Why spend $750 a dose for a drug you can get for $1?
Turing Pharmaceutical's controversial move to boost the price it charges for Daraprim from $13.50 a pill to $750 has at least one competitor pledging to offer an equivalent compound that treats a rare parasitic disease -- for just $1 a dose.
"Even at that price, we are going to make a lot of money," Mark Baum, founder of San Diego-based Imprimis Pharmaceuticals (IMMY), told CBS MoneyWatch in a phone interview. "We're just not going to gouge people."
The decision by former hedge-fund manager Martin Shkreli, who runs Turing Pharmaceuticals, to raise the price of his company's drug by 5,000 percent sparked a national debate over the role escalating drug prices play in driving up health care costs. Daraprim, which is mostly administered to pregnant women, cancer patients and AIDS patients, has been around for over 60 years and is made by compounding active ingredients pyrimethamine and leucovorin.

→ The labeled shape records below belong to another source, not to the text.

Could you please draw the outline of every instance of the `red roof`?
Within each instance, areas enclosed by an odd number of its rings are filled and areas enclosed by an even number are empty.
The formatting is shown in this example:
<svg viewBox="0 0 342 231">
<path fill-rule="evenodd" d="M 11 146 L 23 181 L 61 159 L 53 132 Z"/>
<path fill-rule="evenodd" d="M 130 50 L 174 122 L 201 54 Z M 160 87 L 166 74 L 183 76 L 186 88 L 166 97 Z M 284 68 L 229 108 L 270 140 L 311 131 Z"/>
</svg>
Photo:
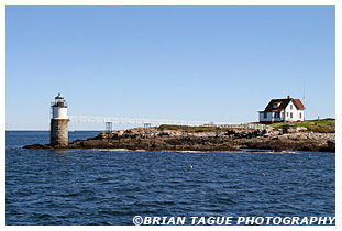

"This is just the tip of the iceberg. We have had financial types for a few years now buying up the sole-source generics like they would baseball cards or other collectibles, and then just jacking up the price. There's no real innovation," Baum told CBS MoneyWatch.
He said tremendous savings can be realized if physicians take the time to write out the actual active ingredients for their patient, instead of taking the short cut of using the generic's trade name for the prescription. "All of the ingredients we are using are made in FDA-regulated laboratories," Baum said.
Imprimis' business plan, according to its website, is to do end runs around the conventional drug industry by "using compounding pharmacies for the formulation and distribution of high quality, proprietary formulations that are supported by the clinical experience of physicians and their patients."
Imprimis is most widely known for its bid to upend the post-procedure care for cataract surgery. "Right now we have 80-year-olds having to use eyedrops 175 times over 30 days at a cost of $750," said Baum. "We have a one-time single eye injection that has been successfully used for 100,000 procedures and could save up to $13 billion over the next 10 years."
Imprimis works with hundreds of physicians and pharmacists around the world who suggest their own formulations using preapproved FDA ingredients for potential new applications. "Right now, we don't see a lot of new innovation because the formal FDFA approval process for a new drug takes years and costs $2.6 billion," said Baum. "We have to think out of the box."
Baum says so far the FDA and the Centers for Medicare and Medicaid Services have been slow to recognize the potential savings that could be realized using the Imprimis strategy.